Redx cleared to start Wnt cancer trial again after safety scare

Redx was hit hard last year when it was forced to suspend a phase 1/2a trial of its porcupine inhibitor for solid tumors, but it’s now been given the OK to restart testing.

The U.K. biotech says the Medicines and Healthcare products Regulatory Agency has given “formal approval” to continue the trial of RXC004, which targets the Wnt embryonic signaling pathway and is thought to disrupt tumor processes including tumorigenesis, metastasis and resistance.

Redx paused its trial last March after the first patient to receive the drug suffered a serious adverse event caused by a higher-than-expected systemic exposure to the drug. That forced the company to come up with a new protocol based on a significantly lower starting dose, with the amount of the drug given stepped up slowly to balance safety and efficacy, as well as a new formulation and “enhanced safety monitoring.”

The trial in patients with advanced solid tumors will get underway again in the first half of this year, according to Redx CEO Lisa Anson, who thinks the drug “has the potential to offer clinical benefit both as a monotherapy and in combination with standard of care treatments.”

Redx thinks RXC004 works by inhibiting cancer cell growth directly as well as engaging the immune system to attack the tumor. If the trial proceeds as hoped, Redx intends to start testing the drug in tandem with checkpoint inhibitors.

“We have learnt a significant amount from the first patient treated with RXC004, and this provides the basis for an optimized RXC004 development plan as well as the confidence to evaluate the clinical potential of RXC004 in cancer patients,” said Natalie Cook, consultant oncologist and principal investigator from the Christie Hospital in Manchester, U.K.

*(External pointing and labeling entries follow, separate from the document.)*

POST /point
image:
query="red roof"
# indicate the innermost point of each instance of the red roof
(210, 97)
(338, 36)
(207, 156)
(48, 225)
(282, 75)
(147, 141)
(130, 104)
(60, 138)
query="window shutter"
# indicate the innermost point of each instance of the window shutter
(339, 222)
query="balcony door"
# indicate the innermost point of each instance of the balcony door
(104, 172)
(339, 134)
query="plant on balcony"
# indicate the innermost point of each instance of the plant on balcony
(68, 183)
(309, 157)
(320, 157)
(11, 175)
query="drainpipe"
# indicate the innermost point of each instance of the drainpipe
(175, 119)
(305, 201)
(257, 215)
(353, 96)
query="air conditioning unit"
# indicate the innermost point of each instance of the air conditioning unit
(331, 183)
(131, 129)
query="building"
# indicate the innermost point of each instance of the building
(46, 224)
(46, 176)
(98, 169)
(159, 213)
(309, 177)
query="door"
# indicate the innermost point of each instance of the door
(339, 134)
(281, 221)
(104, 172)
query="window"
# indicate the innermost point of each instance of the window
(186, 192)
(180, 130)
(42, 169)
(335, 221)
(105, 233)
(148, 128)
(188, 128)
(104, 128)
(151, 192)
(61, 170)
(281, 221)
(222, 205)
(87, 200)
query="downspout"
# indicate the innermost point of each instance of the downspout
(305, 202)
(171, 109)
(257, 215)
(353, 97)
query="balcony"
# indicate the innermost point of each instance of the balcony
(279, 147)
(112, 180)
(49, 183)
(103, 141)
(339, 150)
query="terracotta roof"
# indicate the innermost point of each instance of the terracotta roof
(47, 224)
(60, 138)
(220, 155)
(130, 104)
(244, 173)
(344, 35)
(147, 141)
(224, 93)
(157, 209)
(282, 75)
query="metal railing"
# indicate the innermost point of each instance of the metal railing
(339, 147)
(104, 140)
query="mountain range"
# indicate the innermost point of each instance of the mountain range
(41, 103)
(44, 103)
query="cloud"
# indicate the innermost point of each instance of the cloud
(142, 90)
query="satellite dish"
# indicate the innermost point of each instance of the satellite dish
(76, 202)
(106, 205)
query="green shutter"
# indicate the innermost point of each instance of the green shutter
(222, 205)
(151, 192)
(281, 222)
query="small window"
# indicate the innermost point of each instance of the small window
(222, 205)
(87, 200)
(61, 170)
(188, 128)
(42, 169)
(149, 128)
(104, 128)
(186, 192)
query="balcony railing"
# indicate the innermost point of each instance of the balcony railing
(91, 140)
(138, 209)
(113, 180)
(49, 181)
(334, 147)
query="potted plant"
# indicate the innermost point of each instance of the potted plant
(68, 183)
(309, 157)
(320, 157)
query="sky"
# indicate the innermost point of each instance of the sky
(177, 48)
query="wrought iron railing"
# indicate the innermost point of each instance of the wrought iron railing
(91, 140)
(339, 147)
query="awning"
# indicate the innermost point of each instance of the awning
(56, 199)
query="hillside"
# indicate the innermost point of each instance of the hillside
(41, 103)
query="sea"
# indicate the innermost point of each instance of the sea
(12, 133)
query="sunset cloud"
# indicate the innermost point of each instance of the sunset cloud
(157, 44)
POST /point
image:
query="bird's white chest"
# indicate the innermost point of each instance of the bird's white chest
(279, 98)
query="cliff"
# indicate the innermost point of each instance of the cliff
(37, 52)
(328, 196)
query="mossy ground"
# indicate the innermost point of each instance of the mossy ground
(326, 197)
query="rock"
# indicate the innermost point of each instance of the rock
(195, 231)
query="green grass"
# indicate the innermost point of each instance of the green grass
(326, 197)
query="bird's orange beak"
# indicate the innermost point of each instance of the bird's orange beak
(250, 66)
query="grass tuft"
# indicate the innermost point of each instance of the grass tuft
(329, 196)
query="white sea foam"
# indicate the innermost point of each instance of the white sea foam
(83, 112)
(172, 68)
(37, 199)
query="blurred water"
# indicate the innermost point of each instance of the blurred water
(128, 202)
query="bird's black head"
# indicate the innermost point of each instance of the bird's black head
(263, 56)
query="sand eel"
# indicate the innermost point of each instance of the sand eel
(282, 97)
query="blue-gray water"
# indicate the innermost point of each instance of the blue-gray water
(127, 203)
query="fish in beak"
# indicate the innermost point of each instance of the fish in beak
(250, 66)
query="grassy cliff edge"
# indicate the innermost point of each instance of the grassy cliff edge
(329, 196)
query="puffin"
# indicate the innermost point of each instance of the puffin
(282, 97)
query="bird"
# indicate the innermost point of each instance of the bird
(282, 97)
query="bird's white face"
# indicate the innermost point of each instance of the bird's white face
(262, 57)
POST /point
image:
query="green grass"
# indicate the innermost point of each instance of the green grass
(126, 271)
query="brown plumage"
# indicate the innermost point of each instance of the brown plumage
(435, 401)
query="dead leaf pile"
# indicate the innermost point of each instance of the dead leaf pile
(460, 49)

Following RXC004 is a porcupine inhibitor for fibrosis called RXC006, which is due to enter the clinic next year and is being developed for idiopathic pulmonary fibrosis, and two programs based on drugs that target an enzyme called ROCK with potential in nonalcoholic steatohepatitis and fibrosis associated with Crohn’s disease.

Shares in the company had gained around 7% to £7.50 in mid-morning trading on the London Stock Exchange, still well down on its 52-week high of more than £18.

The suspension of the RXC004 study followed a torrid period for the company which included a temporary slip into administration owing to unpaid debt, which was resolved when it sold a preclinical program to Loxo Oncology.